With generative AI now capable of tasks previously requiring experienced lawyers—like finding relevant precedents or checking email tone—the value shifts toward those who can integrate knowledge from multiple domains.
4. Predictive and Proactive Advisory Skills
Perhaps most excitingly, Blount highlighted how technology enables lawyers to deliver more forward-looking advice: “A huge thing that I don’t hear many people talking about is the benefits of utilising these technologies to give more predictive and proactive advice for our clients.”
By leveraging AI to process vast amounts of data—from legal databases to political signals—lawyers can better anticipate regulatory changes and market shifts. “You could take in data from politicians’ tweets… and get indicators that would show you where things could be headed, which allows you to provide more proactive, predictive advice to your clients about how they can prepare ahead of time rather than being reactive.”
The Human-Technology Balance
Despite the technological transformation underway, Blount remains optimistic about the legal profession’s future, emphasising that the most valuable aspects of lawyering cannot be automated. “No one wants to talk to a chatbot about certain situations,” she noted.
Lawyers’ judgment will remain crucial in determining not just what technology can do, but what it should do. “Just because you can, doesn’t mean you should,” Blount emphasised. “Lawyers are really great at making judgment calls around what really matters and what could bring value to our clients going forward.”
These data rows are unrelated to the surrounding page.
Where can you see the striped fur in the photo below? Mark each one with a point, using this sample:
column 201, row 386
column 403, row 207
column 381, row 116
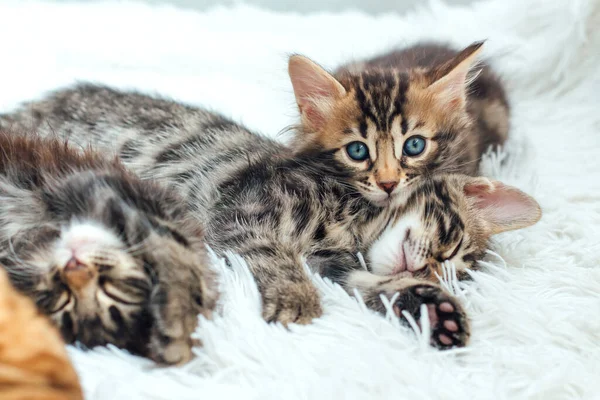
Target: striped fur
column 271, row 205
column 108, row 257
column 426, row 92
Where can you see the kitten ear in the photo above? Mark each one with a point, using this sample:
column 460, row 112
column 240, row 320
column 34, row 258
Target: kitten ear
column 315, row 90
column 502, row 207
column 449, row 81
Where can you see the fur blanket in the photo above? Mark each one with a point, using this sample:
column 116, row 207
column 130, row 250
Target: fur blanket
column 535, row 306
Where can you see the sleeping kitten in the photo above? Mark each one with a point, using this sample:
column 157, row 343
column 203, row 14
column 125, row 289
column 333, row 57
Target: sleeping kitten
column 400, row 116
column 274, row 207
column 109, row 258
column 34, row 363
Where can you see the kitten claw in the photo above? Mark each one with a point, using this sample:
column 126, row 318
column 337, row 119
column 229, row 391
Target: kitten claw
column 449, row 324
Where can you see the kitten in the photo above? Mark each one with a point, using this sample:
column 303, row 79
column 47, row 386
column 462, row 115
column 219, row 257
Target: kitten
column 33, row 360
column 274, row 207
column 400, row 116
column 109, row 258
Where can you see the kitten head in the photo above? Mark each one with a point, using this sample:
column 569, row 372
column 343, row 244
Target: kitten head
column 97, row 264
column 388, row 126
column 449, row 218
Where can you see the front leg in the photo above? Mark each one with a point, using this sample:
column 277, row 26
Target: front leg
column 177, row 299
column 288, row 293
column 448, row 320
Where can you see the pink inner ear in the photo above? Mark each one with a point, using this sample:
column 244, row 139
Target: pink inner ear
column 504, row 207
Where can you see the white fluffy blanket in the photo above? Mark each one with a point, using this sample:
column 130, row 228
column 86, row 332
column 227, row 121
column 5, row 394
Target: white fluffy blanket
column 535, row 306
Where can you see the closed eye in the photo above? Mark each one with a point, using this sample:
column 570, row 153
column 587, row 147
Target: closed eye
column 456, row 249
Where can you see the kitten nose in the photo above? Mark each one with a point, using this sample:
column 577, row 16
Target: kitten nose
column 76, row 273
column 388, row 186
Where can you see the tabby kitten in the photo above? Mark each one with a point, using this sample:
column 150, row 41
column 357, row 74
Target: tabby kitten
column 109, row 258
column 34, row 363
column 274, row 207
column 395, row 118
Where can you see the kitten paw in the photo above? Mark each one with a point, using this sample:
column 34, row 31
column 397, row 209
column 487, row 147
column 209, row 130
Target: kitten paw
column 175, row 317
column 171, row 351
column 291, row 303
column 448, row 321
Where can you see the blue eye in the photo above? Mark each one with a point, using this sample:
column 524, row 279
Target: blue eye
column 357, row 151
column 414, row 146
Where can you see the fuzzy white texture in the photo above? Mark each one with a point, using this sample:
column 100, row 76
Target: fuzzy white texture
column 535, row 306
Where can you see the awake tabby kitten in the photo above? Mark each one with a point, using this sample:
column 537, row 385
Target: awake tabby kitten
column 274, row 207
column 400, row 116
column 108, row 257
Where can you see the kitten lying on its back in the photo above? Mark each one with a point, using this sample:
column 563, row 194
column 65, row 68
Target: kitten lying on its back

Conclusion: Opportunity Amid Disruption
Rather than viewing technological change as a threat, Blount encourages lawyers to see it as an opportunity to evolve their practice and deliver greater value. By developing curiosity, enhancing human connection skills, building digital literacy, thinking across disciplines, and providing more predictive advice, lawyers can position themselves to thrive amid disruption.
The lawyer of the future will not be replaced by technology but will instead harness it to focus on what matters most: solving clients’ problems with insight, empathy, and judgment that machines cannot replicate. As Blount concluded, “We as a profession are struggling and there’s a lot of fear mongering out there… but let’s just flip it to that opportunity.”